The SD4500 IS features Canon’s “HS System,” developed last year for PowerShot G11 and S90 cameras. The HS System is intended to improve low light and overall image quality, reducing noise while retaining detail. And based on the photos I took last year with the S90, it works great. I think the S90 has the best image quality of any point-and-shoot I’ve ever used.
The SD4500 IS uses a new backlit CMOS sensor – the latest trend in high-end compact camera imaging. I need to dig into CMOS sensor tech some more. But basically, the CMOS sensor appears to be responsible for the speed of the new camera, making possible the 8.4 FPS burst rate, 1080p HD video, and the 240 FPS Super Slow Motion Video Mode. For reference, Panasonic recently announced two CMOS sensor cameras (Panasonic Lumix FX700 & Panasonic Lumix FZ100) with similarly impressive video and burst-rate specs; and the Sony TX5 waterproof camera I just reviewed has a CMOS sensor and a 10 FPS burst mode. Camera companies have been CMOS sensors in DSLRs for a few years but they’re only slowly finding their way into compact cameras. Based on the performance specs of the SD4500 IS and other CMOS-equipped compact cameras, it looks like CMOS sensors are the way to go.

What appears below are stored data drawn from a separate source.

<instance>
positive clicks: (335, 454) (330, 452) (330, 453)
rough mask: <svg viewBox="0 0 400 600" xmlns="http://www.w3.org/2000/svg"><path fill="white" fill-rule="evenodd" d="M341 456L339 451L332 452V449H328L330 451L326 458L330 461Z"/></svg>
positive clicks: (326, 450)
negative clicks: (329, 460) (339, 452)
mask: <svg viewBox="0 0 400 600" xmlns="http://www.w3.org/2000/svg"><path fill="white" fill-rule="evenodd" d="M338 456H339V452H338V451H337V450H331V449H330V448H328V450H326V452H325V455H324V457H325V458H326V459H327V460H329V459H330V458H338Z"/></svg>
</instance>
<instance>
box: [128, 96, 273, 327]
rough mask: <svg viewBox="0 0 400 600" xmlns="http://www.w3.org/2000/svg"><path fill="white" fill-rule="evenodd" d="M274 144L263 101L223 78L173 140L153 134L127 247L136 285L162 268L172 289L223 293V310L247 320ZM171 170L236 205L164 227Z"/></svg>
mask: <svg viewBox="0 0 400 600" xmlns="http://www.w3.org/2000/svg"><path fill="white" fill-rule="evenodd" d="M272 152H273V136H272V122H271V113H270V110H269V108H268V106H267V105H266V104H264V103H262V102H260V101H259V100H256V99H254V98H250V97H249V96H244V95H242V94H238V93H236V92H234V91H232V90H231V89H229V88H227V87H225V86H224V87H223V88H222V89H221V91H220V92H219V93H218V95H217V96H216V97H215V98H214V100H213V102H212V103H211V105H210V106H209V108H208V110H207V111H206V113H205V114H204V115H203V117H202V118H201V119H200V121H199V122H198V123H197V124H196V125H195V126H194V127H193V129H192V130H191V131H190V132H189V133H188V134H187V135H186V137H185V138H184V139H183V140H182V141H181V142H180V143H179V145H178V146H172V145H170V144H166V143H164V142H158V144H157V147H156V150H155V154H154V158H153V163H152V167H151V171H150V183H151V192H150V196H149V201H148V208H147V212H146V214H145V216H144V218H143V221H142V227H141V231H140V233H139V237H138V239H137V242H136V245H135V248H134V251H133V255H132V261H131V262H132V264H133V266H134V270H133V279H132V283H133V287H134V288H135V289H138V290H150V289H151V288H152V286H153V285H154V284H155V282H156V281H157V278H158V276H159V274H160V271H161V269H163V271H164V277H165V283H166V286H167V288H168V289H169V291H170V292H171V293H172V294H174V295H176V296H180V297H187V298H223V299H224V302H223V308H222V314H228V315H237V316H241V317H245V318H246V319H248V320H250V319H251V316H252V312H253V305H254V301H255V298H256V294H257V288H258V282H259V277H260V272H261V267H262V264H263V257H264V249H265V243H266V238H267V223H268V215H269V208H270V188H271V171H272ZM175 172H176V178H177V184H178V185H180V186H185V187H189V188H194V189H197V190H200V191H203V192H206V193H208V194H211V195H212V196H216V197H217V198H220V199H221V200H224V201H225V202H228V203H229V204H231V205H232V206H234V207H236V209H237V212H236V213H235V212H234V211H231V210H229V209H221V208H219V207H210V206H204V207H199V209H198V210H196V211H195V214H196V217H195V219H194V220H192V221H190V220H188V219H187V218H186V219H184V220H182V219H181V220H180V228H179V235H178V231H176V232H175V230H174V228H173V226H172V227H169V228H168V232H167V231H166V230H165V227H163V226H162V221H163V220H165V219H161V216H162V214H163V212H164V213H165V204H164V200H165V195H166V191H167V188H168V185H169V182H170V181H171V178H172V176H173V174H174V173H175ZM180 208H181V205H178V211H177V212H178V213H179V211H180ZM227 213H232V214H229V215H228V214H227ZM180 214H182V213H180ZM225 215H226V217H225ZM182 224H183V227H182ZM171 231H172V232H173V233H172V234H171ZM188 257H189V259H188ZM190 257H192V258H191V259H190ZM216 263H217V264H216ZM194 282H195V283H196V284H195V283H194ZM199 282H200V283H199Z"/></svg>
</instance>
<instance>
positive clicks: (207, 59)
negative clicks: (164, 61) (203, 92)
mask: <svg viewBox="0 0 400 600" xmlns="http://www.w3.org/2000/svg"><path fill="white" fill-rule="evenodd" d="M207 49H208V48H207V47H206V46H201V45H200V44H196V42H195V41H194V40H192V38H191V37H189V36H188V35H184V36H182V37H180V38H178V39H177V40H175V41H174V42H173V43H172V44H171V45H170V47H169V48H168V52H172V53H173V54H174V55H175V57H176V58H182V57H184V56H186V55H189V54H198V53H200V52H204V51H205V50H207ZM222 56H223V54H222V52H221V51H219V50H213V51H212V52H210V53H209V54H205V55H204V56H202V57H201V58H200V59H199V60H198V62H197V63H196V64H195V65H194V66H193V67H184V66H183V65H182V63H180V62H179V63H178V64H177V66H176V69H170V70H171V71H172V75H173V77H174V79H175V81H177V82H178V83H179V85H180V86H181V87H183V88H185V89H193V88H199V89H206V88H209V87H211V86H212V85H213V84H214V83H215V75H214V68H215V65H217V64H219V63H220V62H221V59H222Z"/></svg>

To compliment the camera’s HD video, the SD4500 IS has stereo sound, a dedicated video button and a Dynamic IS mode, which “helps stabilize video capture while the photographer is in motion.” Canon mentions walking through a park as an example of a situation where the Dynamic IS mode would be useful. But I immediately thought about using it on my mountain bike or skis to smooth out the bumps. I just have to figure out a safe way to mount it so I don’t lose it in the snow.
The downside of the SD4500 IS, for me at least, is it only comes in brown. I’m not much for worrying about how things look. But c’mon Canon – brown? Who wants a brown camera? I guess I do. Maybe I can spray paint it.
The Canon PowerShot SD4500 IS will be available in the beginning of September for a suggested retail price of $349.99. You can get in line behind me.